Year |
Event
|
1912 |
French biologist Alexis Carrel keeps a piece of chick heart muscle alive in a Petri dish, demonstrating the possibility of keeping muscle tissue alive outside of the body.[2]
|
1930 |
Frederick Edwin Smith, 1st Earl of Birkenhead predicts that "It will no longer be necessary to go to the extravagant length of rearing a bullock in order to eat its steak.
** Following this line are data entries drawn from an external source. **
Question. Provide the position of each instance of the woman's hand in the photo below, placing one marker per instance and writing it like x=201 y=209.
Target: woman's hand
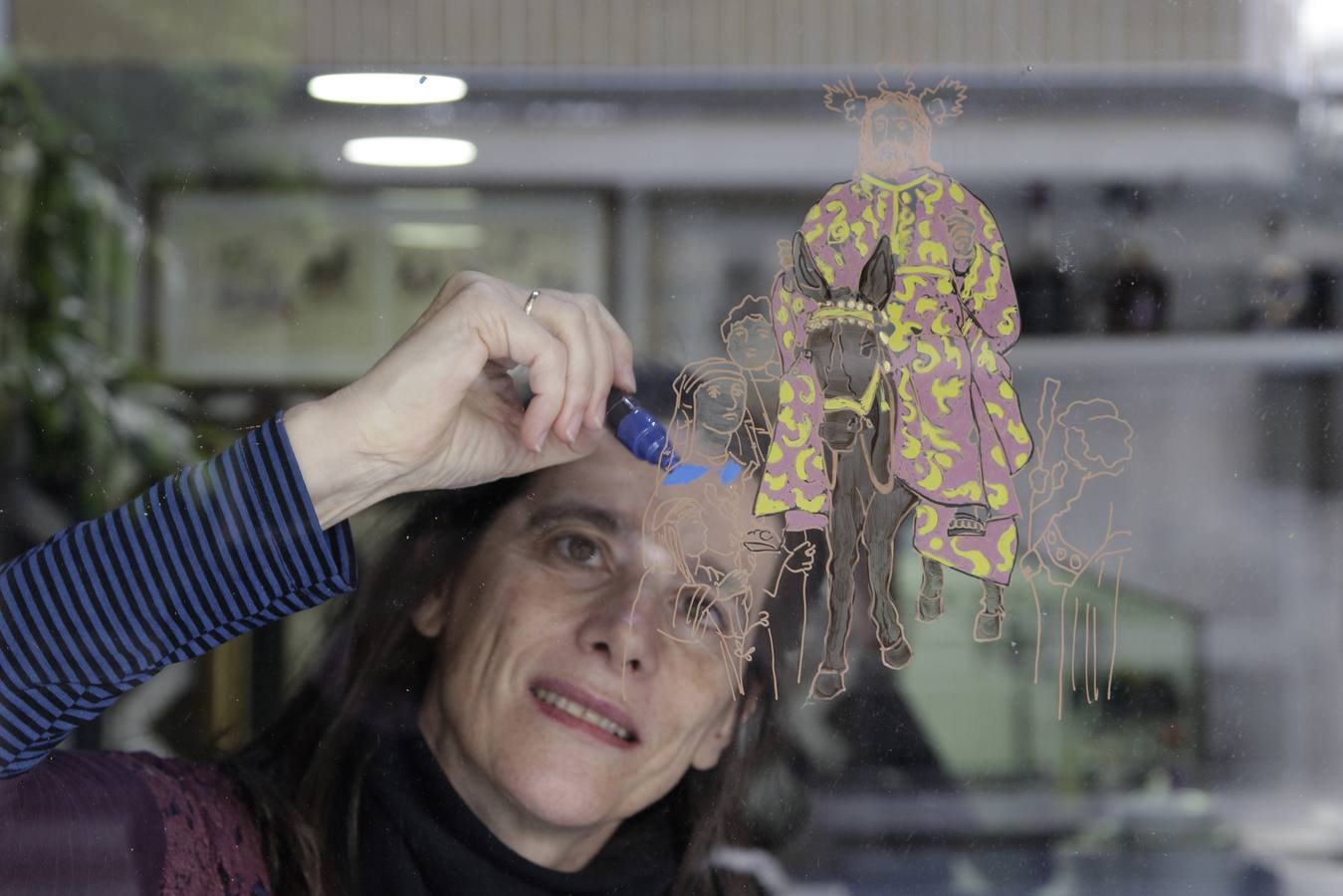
x=438 y=410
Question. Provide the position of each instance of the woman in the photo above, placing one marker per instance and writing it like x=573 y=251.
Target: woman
x=496 y=718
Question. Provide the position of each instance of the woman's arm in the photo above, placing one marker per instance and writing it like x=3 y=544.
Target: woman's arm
x=203 y=557
x=258 y=533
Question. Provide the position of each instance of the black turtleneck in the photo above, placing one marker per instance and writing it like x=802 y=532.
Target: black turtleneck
x=416 y=835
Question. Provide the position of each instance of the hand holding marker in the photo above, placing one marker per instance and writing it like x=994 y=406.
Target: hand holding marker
x=639 y=431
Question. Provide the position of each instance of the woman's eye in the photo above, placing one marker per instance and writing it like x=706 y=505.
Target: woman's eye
x=577 y=549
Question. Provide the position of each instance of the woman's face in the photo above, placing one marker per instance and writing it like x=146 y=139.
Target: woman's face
x=558 y=703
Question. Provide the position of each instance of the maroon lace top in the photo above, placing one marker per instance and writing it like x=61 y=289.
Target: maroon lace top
x=135 y=823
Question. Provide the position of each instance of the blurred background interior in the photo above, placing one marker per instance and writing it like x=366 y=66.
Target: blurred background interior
x=188 y=241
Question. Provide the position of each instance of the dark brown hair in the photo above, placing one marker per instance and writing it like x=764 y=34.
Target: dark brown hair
x=303 y=777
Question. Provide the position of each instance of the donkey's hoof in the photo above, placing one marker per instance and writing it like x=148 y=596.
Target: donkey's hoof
x=827 y=684
x=989 y=626
x=930 y=608
x=897 y=656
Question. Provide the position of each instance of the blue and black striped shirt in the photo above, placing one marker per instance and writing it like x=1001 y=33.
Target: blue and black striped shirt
x=203 y=557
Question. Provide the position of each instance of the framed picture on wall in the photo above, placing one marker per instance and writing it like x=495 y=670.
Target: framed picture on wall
x=312 y=287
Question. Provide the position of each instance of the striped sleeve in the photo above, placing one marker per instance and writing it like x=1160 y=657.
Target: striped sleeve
x=203 y=557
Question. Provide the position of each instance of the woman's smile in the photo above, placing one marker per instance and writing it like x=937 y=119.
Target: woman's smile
x=573 y=707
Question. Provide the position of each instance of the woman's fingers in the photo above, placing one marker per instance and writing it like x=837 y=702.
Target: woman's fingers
x=603 y=361
x=566 y=322
x=570 y=377
x=622 y=350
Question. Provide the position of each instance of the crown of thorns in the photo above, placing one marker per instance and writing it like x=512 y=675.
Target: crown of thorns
x=940 y=104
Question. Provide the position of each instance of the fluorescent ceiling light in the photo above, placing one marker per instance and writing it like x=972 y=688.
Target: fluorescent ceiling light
x=385 y=89
x=410 y=152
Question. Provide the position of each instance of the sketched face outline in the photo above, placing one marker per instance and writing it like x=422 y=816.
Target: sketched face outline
x=896 y=133
x=719 y=402
x=751 y=342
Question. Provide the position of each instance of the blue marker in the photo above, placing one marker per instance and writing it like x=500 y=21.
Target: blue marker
x=639 y=431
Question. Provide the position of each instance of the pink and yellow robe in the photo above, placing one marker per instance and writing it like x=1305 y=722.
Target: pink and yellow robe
x=951 y=316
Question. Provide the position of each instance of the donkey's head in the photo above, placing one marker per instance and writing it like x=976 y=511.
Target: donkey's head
x=842 y=338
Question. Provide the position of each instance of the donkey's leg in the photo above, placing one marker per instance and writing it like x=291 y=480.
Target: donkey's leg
x=842 y=537
x=930 y=591
x=989 y=621
x=880 y=535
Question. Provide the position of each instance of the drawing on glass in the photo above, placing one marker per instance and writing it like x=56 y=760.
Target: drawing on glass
x=892 y=323
x=1084 y=441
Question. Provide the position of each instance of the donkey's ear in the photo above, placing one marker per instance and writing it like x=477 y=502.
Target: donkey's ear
x=878 y=276
x=804 y=270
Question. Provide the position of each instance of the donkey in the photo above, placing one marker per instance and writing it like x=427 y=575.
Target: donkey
x=857 y=433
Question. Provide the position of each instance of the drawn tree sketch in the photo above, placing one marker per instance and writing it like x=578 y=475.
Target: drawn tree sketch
x=896 y=312
x=1076 y=445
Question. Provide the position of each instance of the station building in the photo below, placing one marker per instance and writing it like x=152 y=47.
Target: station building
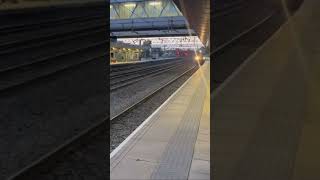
x=123 y=52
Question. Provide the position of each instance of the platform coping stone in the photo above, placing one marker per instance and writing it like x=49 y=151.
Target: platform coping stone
x=176 y=161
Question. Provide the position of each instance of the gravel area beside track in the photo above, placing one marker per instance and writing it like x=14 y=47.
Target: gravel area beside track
x=125 y=125
x=124 y=97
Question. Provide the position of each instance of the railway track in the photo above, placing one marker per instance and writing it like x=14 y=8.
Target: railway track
x=74 y=144
x=39 y=51
x=127 y=77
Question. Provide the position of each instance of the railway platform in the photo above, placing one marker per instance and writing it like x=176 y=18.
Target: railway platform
x=174 y=142
x=266 y=115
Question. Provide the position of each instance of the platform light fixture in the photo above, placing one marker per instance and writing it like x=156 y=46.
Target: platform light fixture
x=155 y=3
x=130 y=5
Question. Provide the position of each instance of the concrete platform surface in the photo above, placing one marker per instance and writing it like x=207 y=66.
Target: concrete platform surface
x=266 y=116
x=174 y=142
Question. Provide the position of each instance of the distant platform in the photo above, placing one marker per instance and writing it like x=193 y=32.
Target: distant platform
x=146 y=60
x=174 y=142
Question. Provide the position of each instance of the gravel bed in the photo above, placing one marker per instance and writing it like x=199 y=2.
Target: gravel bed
x=125 y=97
x=83 y=164
x=125 y=125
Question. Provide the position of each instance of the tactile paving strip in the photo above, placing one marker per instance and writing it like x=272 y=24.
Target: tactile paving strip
x=176 y=160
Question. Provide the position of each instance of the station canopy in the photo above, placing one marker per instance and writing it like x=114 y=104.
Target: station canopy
x=147 y=18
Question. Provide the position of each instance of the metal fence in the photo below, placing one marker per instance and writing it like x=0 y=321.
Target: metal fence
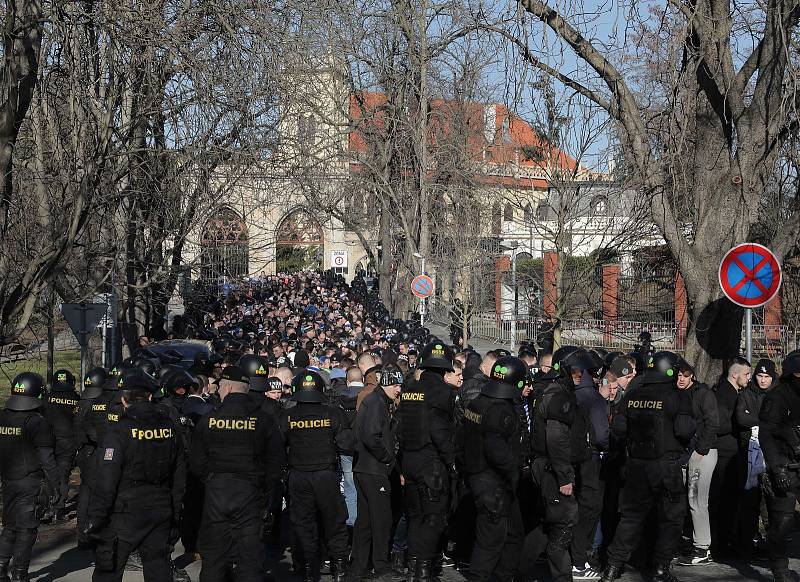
x=771 y=341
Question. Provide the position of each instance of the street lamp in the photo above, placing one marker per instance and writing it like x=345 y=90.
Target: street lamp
x=417 y=255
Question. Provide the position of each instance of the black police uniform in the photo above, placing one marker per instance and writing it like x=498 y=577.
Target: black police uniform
x=91 y=423
x=555 y=429
x=26 y=456
x=314 y=434
x=492 y=463
x=655 y=422
x=779 y=436
x=238 y=451
x=139 y=481
x=59 y=410
x=427 y=431
x=375 y=452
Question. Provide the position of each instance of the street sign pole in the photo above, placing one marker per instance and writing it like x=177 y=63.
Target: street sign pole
x=748 y=315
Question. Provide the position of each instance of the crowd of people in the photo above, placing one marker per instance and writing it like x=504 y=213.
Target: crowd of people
x=376 y=450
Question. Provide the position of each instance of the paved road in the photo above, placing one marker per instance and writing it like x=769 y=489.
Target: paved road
x=57 y=558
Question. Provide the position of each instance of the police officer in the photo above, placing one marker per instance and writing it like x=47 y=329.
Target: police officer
x=59 y=410
x=427 y=430
x=314 y=434
x=237 y=449
x=655 y=423
x=560 y=438
x=26 y=456
x=492 y=462
x=779 y=435
x=138 y=485
x=87 y=437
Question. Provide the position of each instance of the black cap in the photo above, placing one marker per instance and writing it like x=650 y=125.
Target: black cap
x=26 y=392
x=63 y=381
x=235 y=374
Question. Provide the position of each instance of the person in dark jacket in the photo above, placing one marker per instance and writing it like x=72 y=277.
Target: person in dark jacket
x=748 y=406
x=728 y=480
x=701 y=463
x=375 y=435
x=59 y=410
x=473 y=382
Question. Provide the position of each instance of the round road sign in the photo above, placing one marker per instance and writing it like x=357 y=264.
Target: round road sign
x=750 y=275
x=422 y=286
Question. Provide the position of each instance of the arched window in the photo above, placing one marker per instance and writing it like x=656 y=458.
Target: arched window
x=508 y=213
x=599 y=206
x=497 y=219
x=224 y=246
x=528 y=216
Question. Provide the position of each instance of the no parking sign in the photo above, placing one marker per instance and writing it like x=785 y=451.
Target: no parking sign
x=750 y=275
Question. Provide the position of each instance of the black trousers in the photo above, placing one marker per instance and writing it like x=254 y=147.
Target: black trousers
x=650 y=484
x=192 y=512
x=231 y=528
x=372 y=530
x=145 y=529
x=20 y=523
x=86 y=464
x=559 y=518
x=316 y=494
x=498 y=530
x=589 y=494
x=427 y=500
x=727 y=483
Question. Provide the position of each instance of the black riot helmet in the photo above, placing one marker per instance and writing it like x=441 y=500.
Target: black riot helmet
x=662 y=367
x=93 y=383
x=177 y=379
x=63 y=381
x=506 y=379
x=254 y=366
x=27 y=390
x=308 y=386
x=436 y=356
x=791 y=364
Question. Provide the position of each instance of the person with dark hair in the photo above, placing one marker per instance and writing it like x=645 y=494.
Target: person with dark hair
x=139 y=485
From one 'parent' steak of choice tenderness it will be possible to grow as large and as juicy a steak as can be desired."[3]
|
1932 |
Winston Churchill writes "Fifty years hence we shall escape the absurdity of growing a whole chicken in order to eat the breast or wing by growing these parts separately under a suitable medium."[3]
|
Early 1950s |
Willem van Eelen recognizes the possibility of generating meat from tissue culture.[2]
|
1971 |
Russell Ross achieves the in vitro cultivation of muscular fibers.[4]
|
1995 |
The U.S. Food and Drug Administration approves the use of commercial in-vitro meat production.[5]
|
1999 |
Willem van Eelen secures the first patent for cultured meat.[2]
|
2001 |
NASA begins in vitro meat experiments, producing cultured turkey meat.[6][7]
|
2002 |
Researchers culture muscle tissue of the common goldfish in Petri dishes. The meat was judged by a test-panel to be acceptable as food.[2]
|
2003 |
Oron Catts and Ionat Zurr of the Tissue Culture and Art Project and Harvard Medical School produce an edible steak from frog stem cells.[8]
|
2004 |
Jason Matheny founds New Harvest, the first non-profit to work for the development of cultured meat.[3]
|
2005 |
Dutch government agency SenterNovem begins funding cultured meat research.[9]
|
2005 |
The first peer-reviewed journal article on lab-grown meat appears in Tissue Engineering.[10]
|
2008 |
The In Vitro Meat Consortium holds the first international conference on the production of in vitro meat.[11]
|
2008 |
People for the Ethical Treatment of Animals offers a $1 million prize to the first group to make a commercially viable lab-grown chicken by 2012.[5]
|
2011 |
The company Modern Meadow, aimed at producing cultured leather and meat, is founded.[12]
|
2013 |
The first cultured hamburger, developed by Dutch researcher Mark Post's lab, is taste-tested by Hanni Rützler.[13]
|
2014 |
Muufri and The EVERY Company, companies aimed at producing cultured dairy and eggs, respectively, are founded with the assistance of New Harvest.[14][15]
|
2014 |
Real Vegan Cheese, a startup aimed at creating cultured cheese, is founded.[16]
|
2014 |
Modern Meadow presents "steak chips", discs of lab-grown meat that could be produced at relatively low cost.[12]
|
2015 |
The Modern Agriculture Foundation, which focuses on developing cultured chicken meat (as chickens make up the large majority of land animals killed for food[17]), is founded in Israel.[18]
|
2015 |
According to Mark Post's lab, the cost of producing a cultured hamburger patty drops from $325,000 in 2013 to less than $12.[19]
|
2016 |
New Crop Capital, a private venture capital fund investing in alternatives to animal agriculture - including cellular agriculture - is founded. Its $25 million portfolio includes cultured meat company Memphis Meats and cultured collagen company Gelzen, along with Lighter, a software platform designed to facilitate plant-based eating, a plant-based meal delivery service called Purple Carrot, a dairy alternative Lyrical Foods, the New Zealand plant-based meat company Sunfed, and alternative cheese company Miyoko’s Kitchen.[20]
|
2016 |
The Good Food Institute, an organization devoted to promoting alternatives to animal food products - including cellular agriculture - is founded.[21]
|
2016 |
Memphis Meats announces the creation of the first cultured meatball.[22]
|
2016 |
New Harvest hosted New Harvest 2016: Experience Cellular Agriculture, the first-ever global cellular agriculture conference.[23]
|
2018 |
Paul Shapiro's book Clean Meat: How Growing Meat Without Animals Will Revolutionize Dinner and the World, which chronicles the entrepreneurs, scientists and investors seeking to create the world's first slaughter-free meat.[24] The book was placed on The Washington Post's bestseller list.[25]
|
2019
|
Perfect Day (formerly Muufri) sells 1000 3-pint bundles of ice cream made with non-animal whey protein.[26]
|
2020 |
Memphis Meats received a US$161 million investment in its Series B, which is more than everything that had been invested in the industry so far which was US$155 million.[27]
|
2021
|
Tufts University is awarded US$10 million by the USDA to establish the National Institute for Cellular Agriculture.[28]